Tuesday, January 06, 2004

The Light that Burns Twice as Bright ...

... burns for half as long. An interesting AP report on the massive star recently discovered on the other edge of our galaxy.

ATLANTA (AP) -- The most massive and brightest star known is 5 million to 40 million times more luminous than the Earth's own star, the sun, and about 150 times more massive, but this stellar giant is destined to live a short life and then to erupt in a supernova explosion.

Astronomer Stephen Eikenberry of the University of Florida said the star, known as LBV1806-20, is on the edge of a cluster of stars on the far side of the Milky Way, some 45,000 light-years from the solar system.

In a presentation Monday at the national meeting of the American Astronomical Society, Eikenberry said the star burns at a temperature of 30,000 degrees to 60,000 degrees and has ballooned out to a diameter 200 times that of the sun.

The huge star actually defies theories of massive star formation, he said. Usually massive stars grow no bigger than about 100 solar masses. At that point, the energy outflow is so powerful that additional material is blown away.

LBV1806-20, however, formed near where a supernova exploded in the past. Eikenberry said this explosion may have compressed gas and dust, enabling the star to grow far beyond the usual size of stellar giants. He said the same area contains a baby star in the process of formation, along with several other large stars, all of which may have formed as the result of the earlier supernova.

Eikenberry said massive stars generally only shine for about 2 million years, and LBV1806-20 is now middle-aged, about a million years old. Eventually, he said, such stars blow themselves apart and that without such explosions there would be no planets like the Earth teeming with life.(emphasis added)

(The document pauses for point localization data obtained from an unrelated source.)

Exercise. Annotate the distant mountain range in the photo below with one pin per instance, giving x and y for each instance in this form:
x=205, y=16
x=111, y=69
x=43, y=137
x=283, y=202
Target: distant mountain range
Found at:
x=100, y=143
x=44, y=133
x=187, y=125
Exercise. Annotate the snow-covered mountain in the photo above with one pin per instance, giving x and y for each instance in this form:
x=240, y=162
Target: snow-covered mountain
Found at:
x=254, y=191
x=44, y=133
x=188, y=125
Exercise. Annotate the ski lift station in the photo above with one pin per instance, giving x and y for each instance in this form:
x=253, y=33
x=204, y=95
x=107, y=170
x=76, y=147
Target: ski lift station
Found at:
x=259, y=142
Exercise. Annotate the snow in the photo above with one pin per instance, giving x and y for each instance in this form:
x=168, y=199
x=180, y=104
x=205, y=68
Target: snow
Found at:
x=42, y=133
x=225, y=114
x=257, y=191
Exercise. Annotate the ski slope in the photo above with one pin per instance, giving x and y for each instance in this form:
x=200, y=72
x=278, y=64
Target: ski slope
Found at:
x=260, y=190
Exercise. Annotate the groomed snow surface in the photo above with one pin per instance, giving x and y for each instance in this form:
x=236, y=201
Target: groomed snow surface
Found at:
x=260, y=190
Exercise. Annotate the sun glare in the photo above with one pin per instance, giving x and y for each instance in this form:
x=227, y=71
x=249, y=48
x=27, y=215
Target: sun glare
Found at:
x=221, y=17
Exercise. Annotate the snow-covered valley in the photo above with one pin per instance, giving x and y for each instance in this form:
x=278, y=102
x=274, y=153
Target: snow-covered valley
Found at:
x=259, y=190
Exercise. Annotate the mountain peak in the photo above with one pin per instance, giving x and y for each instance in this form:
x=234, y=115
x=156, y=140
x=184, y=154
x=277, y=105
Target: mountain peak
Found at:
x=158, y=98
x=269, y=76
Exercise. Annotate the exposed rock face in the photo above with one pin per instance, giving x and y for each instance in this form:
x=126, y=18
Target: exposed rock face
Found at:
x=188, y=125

As Carl Sagan said in his "Cosmos" series, "we are star stuff." The carbon, nitrogen, oxygen and other elements that constitute our bodies are the end-products of stellar supernovae that scattered these products of stellar fusion far and wide across the universe. I always find it awe-inspiring to ponder the reality that I and the seemingly mundane world around me are the results of such grand phenomena, and I think we owe a debt of gratitude to physicists like Hans Bethe for unravelling the secrets of nuclear fusion in stars.